At the very time we were being tried for conspiracy we were serving a sentence in prison for contempt, the program being that six months in jail should be followed by as many years in penitentiary.

For a jury to pronounce us innocent in substantially the same case for which we were already serving a sentence would mean not only our complete vindication, but the exposure of the Federal Court that had, at the behest of the railroads, sentenced us to prison without a trial.

And so the trial was abruptly terminated on account of the alleged illness of a juror and they could find no other to take his place.

These are the facts and I have all the documentary evidence in detail, and only lack of space prevents me from making the exhibits in this article.

If President Cleveland or the Railroad Managers doubt it I stand ready to meet them face to face in discussion of the issue upon any platform in America.

THE GREATEST INDUSTRIAL BATTLE IN HISTORY.

The Chicago strike was in many respects the grandest industrial battle in history, and I am prouder of my small share in it than of any other act of my life.

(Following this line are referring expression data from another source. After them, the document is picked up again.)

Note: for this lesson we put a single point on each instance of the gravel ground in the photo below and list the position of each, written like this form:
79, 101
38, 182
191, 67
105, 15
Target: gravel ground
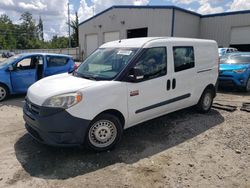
182, 149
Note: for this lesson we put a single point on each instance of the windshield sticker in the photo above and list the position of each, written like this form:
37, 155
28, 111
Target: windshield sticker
124, 52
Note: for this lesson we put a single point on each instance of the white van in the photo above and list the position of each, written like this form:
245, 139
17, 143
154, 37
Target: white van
121, 84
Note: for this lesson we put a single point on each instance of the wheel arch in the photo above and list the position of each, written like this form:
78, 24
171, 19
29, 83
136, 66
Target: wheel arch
116, 113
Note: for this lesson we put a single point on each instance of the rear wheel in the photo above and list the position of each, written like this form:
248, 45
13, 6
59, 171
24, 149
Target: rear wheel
206, 101
4, 92
247, 88
104, 132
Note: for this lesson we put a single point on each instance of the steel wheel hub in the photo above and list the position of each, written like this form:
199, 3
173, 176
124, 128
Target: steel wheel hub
102, 133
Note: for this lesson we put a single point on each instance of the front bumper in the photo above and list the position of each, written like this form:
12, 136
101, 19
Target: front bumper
54, 127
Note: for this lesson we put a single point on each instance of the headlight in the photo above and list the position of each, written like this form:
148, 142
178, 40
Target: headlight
63, 101
239, 70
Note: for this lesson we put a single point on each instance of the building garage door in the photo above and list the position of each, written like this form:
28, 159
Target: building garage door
240, 38
110, 36
91, 43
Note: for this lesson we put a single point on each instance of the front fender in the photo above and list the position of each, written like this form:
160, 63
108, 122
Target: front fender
101, 97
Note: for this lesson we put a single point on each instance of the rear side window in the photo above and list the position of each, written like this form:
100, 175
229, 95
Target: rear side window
53, 61
153, 63
183, 58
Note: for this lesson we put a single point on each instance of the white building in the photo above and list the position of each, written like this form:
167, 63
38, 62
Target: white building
119, 22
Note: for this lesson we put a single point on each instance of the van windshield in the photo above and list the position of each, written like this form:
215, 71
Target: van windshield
236, 59
105, 63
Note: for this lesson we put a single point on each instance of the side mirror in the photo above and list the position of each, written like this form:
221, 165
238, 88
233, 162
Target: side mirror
135, 74
11, 68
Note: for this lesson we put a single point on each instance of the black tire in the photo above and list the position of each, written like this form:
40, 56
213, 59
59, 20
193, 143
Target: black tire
107, 124
4, 92
205, 103
247, 88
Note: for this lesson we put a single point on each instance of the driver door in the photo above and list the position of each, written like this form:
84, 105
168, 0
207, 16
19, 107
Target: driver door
148, 97
24, 74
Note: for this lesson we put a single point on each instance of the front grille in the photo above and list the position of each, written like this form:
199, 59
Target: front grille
32, 107
34, 133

Men, women and children were on the verge of starvation at the “model city” of Pullman. They had produced the fabulous wealth of the Pullman corporation, but they, poor souls, were compelled to suffer the torment of hunger pangs in the very midst of the abundance their labor had created.

A hundred and fifty thousand railroad employes, their fellow members in the American Railway Union, sympathized with them, shared their earnings with them, and after trying in every peaceable way they could conceive of to touch the flint heart of the Pullman company—every overture being rejected, every suggestion denied, every proposition spurned with contempt—they determined not to pollute their hands and dishonor their manhood by handling Pullman cars and contributing to the suffering and sorrow of their brethren and their wives and babes. And rather than do this they laid down their tools in a body, sacrificed their situations and submitted to persecution, exile and the blacklist; to idleness, poverty, crusts and rags, and I shall love and honor these moral heroes to my latest breath.

There was more of human sympathy, or the essence of brotherhood, of the spirit of real Christianity in this act than in all the hollow pretenses and heartless prayers of those disciples of mammon who cried out against it, and this act will shine forth in increasing splendor long after the dollar worshipers have mingled with the dust of oblivion.